You will find calls that look like:
batch: [
...person.createTask({ url: 'https://github.com/martinheidegger' })
]
what happens here is that the getTaskDef
identifies a key
for the task object.
Based on this key
...
... createTask
will look if there is already this resource stored at key
.
... if one resource is found an no task is returned []
... if no resource is found, it will look if there is another task already sheduled for this resource and only if not will return an Array with the created task!
A simplified taskProcessor
exists that does the same thing but is not bound
to a resource in the level-db; just an abstract key.
To collect all information on repositories/packages, multiple tasks may be run.
In order for the tasks to not collide, there is a key-format that gets combined
in the process/finalize.mjs
task!
It combines level-db keys as follows:
const entries = [
{ key: 'foo', value: { base: 'value' } },
{ key: 'foo#bar', value: 'direct' },
{ key: 'foo#list+1', value: 'a' },
{ key: 'foo#list+2', value: 'b' }
]
const collected = collect(entries)
{
foo: {
base: 'value',
bar: 'direct',
baz: {
deep: 1,
deeper: 2
},
list: ['a', 'b']
}
}
It is in the responsibility of the developer to sanitize the fields 😰 Currently it does not support deep hierarchies!

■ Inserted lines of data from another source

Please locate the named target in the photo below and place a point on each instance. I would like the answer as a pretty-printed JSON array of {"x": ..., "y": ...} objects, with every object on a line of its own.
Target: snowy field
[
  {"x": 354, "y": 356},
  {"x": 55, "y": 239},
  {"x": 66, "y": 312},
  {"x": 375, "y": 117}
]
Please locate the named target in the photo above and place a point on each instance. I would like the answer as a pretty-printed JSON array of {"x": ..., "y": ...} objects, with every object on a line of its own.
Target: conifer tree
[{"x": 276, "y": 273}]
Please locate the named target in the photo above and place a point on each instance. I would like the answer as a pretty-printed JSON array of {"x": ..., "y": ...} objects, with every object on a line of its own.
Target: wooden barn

You may be surprised at the complexity of this project. 😅 Here are some of the important things that explain it.
You can pause the run at any time without fearing data loss by simply stopping the command-line process! Restarting it without a special flag will resume! In order to do that every task will end with one level-db write operation!
Most API's have a rate limit! We attempt to not run into them, but if we do it will restart the tasks!
Trying to look up dependents of our projects is a very time consuming task where the tree is huge.
There are monorepos out there which can cause us to possibly have multiple packages per repository.
The API (particularly githubs API) can result in 404 relationships.
We currently trust the npm users to inform on their identity truthfully to create better links in the data structure. (This may need to be revised).